2, demand pressure: slow inventory consumption
 
And the end market demand continues to be weak, oil plants and distributors inventory digestion rate is relatively slow, coupled with the market "buy up not buy down" mentality, feed enterprises and farmers as a whole stock rhythm continues to slow down, which is also a direct reason for the coastal oil plant soybean meal inventory pressure continued to increase. At present, the soybean meal stocks of large-scale feeding enterprises in East and South China are basically over 20-25 days, while those in North China are about 10-15 days. Most of the small and medium-sized feeding enterprises are on-demand. On the other hand, dealers have a lot of stock in hand, and some of them still have some high-priced contracts waiting for consumption, so it is expected that their inventory digestion cycle will be further extended accordingly.
 
3, policy crackdown: China's tightening monetary policy and its policy of dumping and storage are weighed down.
 
In order to curb high prices, the Chinese government has recently launched intensive measures to combat inflation, such as raising the reserve requirement ratio, 16 measures to stabilize the overall price level, the policy of dumping grain and oil into the market, and the control of hot money, which have exerted great negative pressure on the domestic and foreign agricultural futures markets.
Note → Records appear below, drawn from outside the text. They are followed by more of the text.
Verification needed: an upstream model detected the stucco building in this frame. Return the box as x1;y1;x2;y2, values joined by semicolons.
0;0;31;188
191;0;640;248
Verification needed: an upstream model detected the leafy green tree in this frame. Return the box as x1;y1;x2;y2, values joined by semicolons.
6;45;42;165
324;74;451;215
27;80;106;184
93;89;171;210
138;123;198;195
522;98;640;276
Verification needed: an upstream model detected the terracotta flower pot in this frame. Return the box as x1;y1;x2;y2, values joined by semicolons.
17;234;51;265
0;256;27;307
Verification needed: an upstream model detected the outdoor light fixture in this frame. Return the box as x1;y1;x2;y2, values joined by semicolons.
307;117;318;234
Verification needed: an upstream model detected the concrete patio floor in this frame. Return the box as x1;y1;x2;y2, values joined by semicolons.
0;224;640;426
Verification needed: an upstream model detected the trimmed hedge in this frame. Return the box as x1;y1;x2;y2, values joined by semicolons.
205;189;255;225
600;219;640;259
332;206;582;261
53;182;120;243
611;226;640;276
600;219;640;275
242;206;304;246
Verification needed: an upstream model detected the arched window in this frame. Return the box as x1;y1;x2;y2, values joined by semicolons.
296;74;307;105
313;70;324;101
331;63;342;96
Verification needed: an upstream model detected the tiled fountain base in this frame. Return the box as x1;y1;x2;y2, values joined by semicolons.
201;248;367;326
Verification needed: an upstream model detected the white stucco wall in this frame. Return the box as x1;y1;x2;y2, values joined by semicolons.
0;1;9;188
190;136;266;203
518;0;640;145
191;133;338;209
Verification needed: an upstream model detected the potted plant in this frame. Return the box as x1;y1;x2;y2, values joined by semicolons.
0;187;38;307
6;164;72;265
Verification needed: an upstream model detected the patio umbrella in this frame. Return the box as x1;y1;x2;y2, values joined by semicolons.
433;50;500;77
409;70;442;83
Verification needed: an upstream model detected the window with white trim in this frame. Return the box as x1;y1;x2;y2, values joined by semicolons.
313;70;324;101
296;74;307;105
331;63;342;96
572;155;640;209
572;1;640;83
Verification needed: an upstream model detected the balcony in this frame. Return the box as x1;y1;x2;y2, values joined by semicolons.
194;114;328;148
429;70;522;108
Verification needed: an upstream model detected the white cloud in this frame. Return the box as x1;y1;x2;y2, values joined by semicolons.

China plans to auction 300,000 tonnes of reserve soybeans this week, saying that if China auctions its own reserve soybeans, that means it won't need to import too many soybeans in the near future, putting short-term pressure on the price of U.S. soybeans. This also caused the external disc soybean price rebound, the factory around the rhythm of price adjustment is more cautious reasons.
 
Coastal oil refinery squeezing profits into the loss interval oil plant plans to shut down decompression
 
The price of domestic soybean meal has fallen in double-track recently. As of November 26, the price range of domestic grade 4 soybean oil is 9100 yuan / ton - 9300 yuan / ton, which is 700 yuan / ton - 900 yuan / ton from the high in early November. The transaction price of coastal soybean meal has concentrated to 3270 yuan / ton - 3350 yuan / ton (the northeast low has touched 3150 yuan / ton nearby), and coastal factories At this stage, the cost of imported soybean tax payment in Hong Kong has reached as high as 4000 yuan / ton - 4200 yuan / ton. According to the above soybean and oil meal prices, soybean crushing in oil factories has approached or entered a loss range, some factories can not bear the burden, and have planned to shut down in early December to ease the growing inventory pressure.
 
Long term domestic demand remains strong and drought in South America is supporting the market.
 
In the long run, China will remain a strong buyer for the outside world, and this year it has set a new record for imported soybeans to meet growing meat consumption. China's huge demand for squeezed market still needs a large number of imported soybeans. The La Nina phenomenon may lead to droughts in Argentina during the summer of December this year, next February. Argentina's soybean production is expected to reach 49.5 million tons, lower than the government's latest forecast of 52 million tons, according to a report released on November 25 by the Rosario Exchange, supporting the external legume market. To fully understand and master the spot market information and market situation of soybean meal futures, China Feed Industry Information Network soybean meal overvalued upgrade in November, immediately call 010-62810272/62829359-828 consultation.
 
Therefore, in general, the national price stability policy and domestic supply is adequate, but the terminal consumption is depressed, domestic soybean meal spot market short-term negative factors are still to be digested, not excluding the possibility of further decline. But the impact of strong potential demand in China, weather conditions in the South American region, European sovereign debt problems, and the Korean-Korean conflict on the dollar and other commodities remains to be seen. It is suggested that short-term shocks should be maintained.